Maio 5, 2008...10:41 pm
Jornalismo em xeque
Por Emerson Viana
Desde o seu surgimento, ainda no século XVII, a imprensa desempenhou importante papel social. Alguns lhe conferem a alcunha de “o quarto poder”, em referência a sua capacidade de manipular a opinião do público. Mas esse poder mítico vem sendo enfraquecido. Ao velho procedimento de: coletar, verificar, editar e publicar a informação, uma das regras da prática jornalística, outros interesses têm sido sobrepostos. Na prática do jornalismo contemporâneo algumas questões tornaram-se determinantes no modus operandi das empresas de comunicação. Interesses políticos e econômicos, aliados ainda às inovações tecnológicas, mais do que nunca, resultaram em mudanças de velhos preceitos.
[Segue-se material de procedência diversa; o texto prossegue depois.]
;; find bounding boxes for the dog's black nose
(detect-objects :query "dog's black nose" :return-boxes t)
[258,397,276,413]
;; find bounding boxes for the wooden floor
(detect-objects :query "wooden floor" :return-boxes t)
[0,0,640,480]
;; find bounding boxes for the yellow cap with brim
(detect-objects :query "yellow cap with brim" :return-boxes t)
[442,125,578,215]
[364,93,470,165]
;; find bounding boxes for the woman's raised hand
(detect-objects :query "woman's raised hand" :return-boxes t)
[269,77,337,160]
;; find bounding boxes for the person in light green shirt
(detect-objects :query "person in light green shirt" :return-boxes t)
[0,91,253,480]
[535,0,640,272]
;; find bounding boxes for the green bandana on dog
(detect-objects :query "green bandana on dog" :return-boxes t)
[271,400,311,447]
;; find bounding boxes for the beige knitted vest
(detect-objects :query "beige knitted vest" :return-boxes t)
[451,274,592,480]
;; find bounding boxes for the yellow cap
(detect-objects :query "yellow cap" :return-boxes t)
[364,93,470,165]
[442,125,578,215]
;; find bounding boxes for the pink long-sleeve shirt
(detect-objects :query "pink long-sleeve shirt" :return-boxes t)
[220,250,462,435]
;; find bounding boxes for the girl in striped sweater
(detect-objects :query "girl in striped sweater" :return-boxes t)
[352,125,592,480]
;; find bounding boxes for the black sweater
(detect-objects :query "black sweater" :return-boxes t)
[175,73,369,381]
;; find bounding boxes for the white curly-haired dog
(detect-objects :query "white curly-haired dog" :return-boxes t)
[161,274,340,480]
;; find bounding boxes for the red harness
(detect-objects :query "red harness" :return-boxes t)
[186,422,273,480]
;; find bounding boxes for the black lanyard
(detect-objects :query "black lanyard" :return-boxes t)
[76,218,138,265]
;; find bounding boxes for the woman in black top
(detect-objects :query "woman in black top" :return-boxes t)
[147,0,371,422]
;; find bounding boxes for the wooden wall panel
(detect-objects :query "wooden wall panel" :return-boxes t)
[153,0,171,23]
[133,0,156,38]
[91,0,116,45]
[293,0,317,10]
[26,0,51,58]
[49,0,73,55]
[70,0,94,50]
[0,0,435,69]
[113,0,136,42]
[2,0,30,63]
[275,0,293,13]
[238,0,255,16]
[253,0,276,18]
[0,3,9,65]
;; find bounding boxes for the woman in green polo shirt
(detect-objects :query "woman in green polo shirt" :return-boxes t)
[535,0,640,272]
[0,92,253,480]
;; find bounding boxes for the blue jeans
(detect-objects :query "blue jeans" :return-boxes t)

Num tom de autocrítica, o livro Os elementos do jornalismo – O que os jornalistas devem saber e o público exigir, dos autores Bill Kovach e Tom Rosenstiel (Geração Editorial, 2003), faz uma avaliação dos rumos tomados pelo jornalismo. Embasado por uma ampla pesquisa feita por meio de 21 fóruns com mais de 3 mil pessoas e com o depoimento de 300 jornalistas, busca-se responder à questão principal: até onde o conflito entre interesses jornalísticos e comerciais pode comprometer conceitos como neutralidade e imparcialidade? Orientados por este questionamento, um grupo chamado Committee of Concerned Journalists (Comitê dos Jornalistas Preocupados), formado por 25 dos mais influentes jornalistas americanos, norteia suas considerações sobre os verdadeiros valores que devem prevalecer no exercício da profissão.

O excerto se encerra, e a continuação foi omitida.